Really, though, IHM helps us all to focus on the same thing – value. Right now, each piece is focused on different things.
I fear, though, that with the new administration coming in, this won’t be anywhere near the focus for our healthcare system… especially because it will eliminate overhead and unneeded spending.
Some of the personal responsibility touched on in the last chapter was… unnerving, mostly because it was ableist in nature. Yes, taking responsibility for our day-to-day health and the like will lead to better healthcare outcomes, etc, but that leaves out those of us who can’t get in front of our health fun and the like.
Sure, it helps for us to take care of ourselves, too, but we have to do that to stay alive – not for better outcomes.
All in all, I found this book to be an informative look at what is currently ailing our healthcare system and a potential for a cure. Like many other purported cures, this needs much more research and tweaking.
Favorite quotes:
“Not only are we humans unable to access our medical records when needed, there is also a tremendous degree of variation in the treatment we receive, even among people with the same conditions and similar health backgrounds. Treatment of humans… is not consistently based on ‘best practices’ (the treatment that research has shown to be most effective for a particular condition given a patient’s age, overall health and family history of disease). Studies shoe that although healthcare experts have researched and documented best practices for a wide variety of medical conditions, patients often receive treatment that is different from what is proven to be most effective.” (38)
“Hoping that other people are going to solve the healthcare crisis for us, either at a national, or individual level, is not a plan.” (195)

 

Review – Chronic Christmas: Surviving the Holidays with a Chronic Illness by Lene Andersen

When my pal Lene asked me to review her book, Chronic Christmas: Surviving the Holidays with a Chronic Illness, I was like YES. It took me a while to get to it because I haven’t been as good at priorities lately – or, perhaps, I’ve been too good. After all, part of it was cause I was doing self-care stuff.
The whole point of Chronic Christmas can be boiled down to these great lines from the intro:
Each chapter will start out with a section dedicated to you, the reader who has a chronic illness, sharing something you can do to help yourself enjoy the season. And then there will be another section for those who’d like to help you, with some tips along the same theme (Kindle Locations 50-52).
So much of the time, items are for us OR our loved ones. There is little to no crossover which, frankly, is sad.
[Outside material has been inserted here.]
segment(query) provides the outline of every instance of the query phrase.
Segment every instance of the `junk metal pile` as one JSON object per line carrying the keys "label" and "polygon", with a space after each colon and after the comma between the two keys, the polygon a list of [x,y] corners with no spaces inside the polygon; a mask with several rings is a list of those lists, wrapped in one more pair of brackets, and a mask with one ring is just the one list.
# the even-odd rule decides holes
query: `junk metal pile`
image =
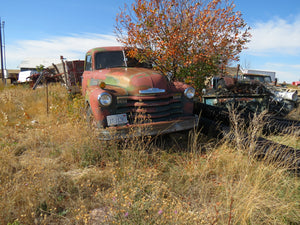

We need more of those kinds of things that we can enjoy with our loved ones or share with them without any empathy or compassion training needed.
In addition to recommendations such as online shopping for us sick peeps, Lene weaves in ideas like our friends helping us out by going shopping with us or even for us. She even includes family recipes that look heavenly.
One of my favorite parts is where Lene talks gifts – specifically what our non-ill pals can get us for holidays. Gift certificates, subscription boxes, books, and even helping with our medical expenses make the list. We often don’t think of giving gift cards like those pre-loaded Visa cards, but I can’t help but think that those would be so much more helpful for us than our loved ones know.
I mean, I’d likely wind up buying the guinea pigs fun things, but they are a part of my life with illness, too. They aren’t as expensive as other pets, but they sure do love to eat!
In the end, what Lene gives us is a sense of hygge, or that coziness that comes with connection, love, and support. To truly do this, we must embrace how things are (or good enough) while learning to ask for and receive help.